Defining environmental health

An effective environmental health plan will have a number of defining features which in themselves define environmental health for that plan, irrespective of the model chosen for the plan. Those defining features can be applied to each action topic within the plan.
There is not a single definition for what constitutes environmental health in common use. National and international authorities who are involved with environmental health issues often wish to adopt a definition which is compatible with their own national or other international legislation or which fits well with their own other plans relating to environment, health or aspects of environmental health. For these reasons the development of evironmental health action plans, with their own individual introductory definitions of environmental health, constitute the central work at this time defining what constitutes environmental health.

The scope of environmental health is so broad that a structured breakdown into manageable topics will be necessary. The Environmental Health Action Plan for Europe provides a breakdown with four broad categories: environmental health management tools; specific environmental hazards; living and working environments; and economic sectors. The breakdown into specific environmental hazards is sometimes called a vertical categorisation in contrast with a horizontal categorisation by economic sectors. The two breakdowns each have their own uses, advantages and disadvantages, and are likely to appeal to different interests. This is likely to be true for any other way of splitting environmental health into manageable topics.
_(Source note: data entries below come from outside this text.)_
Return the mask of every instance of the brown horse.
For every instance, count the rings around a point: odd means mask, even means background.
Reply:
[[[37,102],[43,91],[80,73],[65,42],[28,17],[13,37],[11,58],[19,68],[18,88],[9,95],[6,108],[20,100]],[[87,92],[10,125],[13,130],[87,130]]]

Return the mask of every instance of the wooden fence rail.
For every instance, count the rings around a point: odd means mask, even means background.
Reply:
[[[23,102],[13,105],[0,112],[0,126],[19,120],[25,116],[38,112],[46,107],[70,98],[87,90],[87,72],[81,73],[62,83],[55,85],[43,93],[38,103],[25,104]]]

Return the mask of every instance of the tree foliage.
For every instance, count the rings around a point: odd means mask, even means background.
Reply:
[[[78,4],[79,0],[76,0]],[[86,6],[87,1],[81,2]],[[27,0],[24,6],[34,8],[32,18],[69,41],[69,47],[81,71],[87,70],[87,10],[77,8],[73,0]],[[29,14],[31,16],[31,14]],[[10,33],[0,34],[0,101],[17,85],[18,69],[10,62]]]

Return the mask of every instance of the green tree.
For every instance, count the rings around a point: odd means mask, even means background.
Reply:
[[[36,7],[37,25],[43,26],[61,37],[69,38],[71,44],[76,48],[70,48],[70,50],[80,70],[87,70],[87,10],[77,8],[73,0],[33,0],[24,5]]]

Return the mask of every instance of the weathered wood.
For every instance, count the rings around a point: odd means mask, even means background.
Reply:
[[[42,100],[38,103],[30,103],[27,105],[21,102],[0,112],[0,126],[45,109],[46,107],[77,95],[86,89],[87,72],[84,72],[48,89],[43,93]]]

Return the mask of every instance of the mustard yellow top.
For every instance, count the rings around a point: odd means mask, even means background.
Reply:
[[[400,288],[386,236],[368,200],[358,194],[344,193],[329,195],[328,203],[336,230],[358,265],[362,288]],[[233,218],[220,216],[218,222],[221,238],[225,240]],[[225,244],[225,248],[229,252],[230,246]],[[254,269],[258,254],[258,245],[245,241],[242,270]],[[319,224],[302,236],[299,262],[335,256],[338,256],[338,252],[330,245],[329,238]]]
The priority environment and health issues identified at the Second European Conference on Environment and Health in Helsinki in June 1994 include food and water safety, ambient and indoor air quality, the risk of accidents, human settlements, occupational health and the consequences of armed hostilities. The Declaration on Action for Environment and Health in Europe, endorsed by ministers in Helsinki, outlined these priority areas further; contaminated food and water; ambient and indoor air pollution; urban health; ecology and health; the consequences of armed hostilities; occupational health; and death and injuries from all forms of accident, including nuclear emergencies.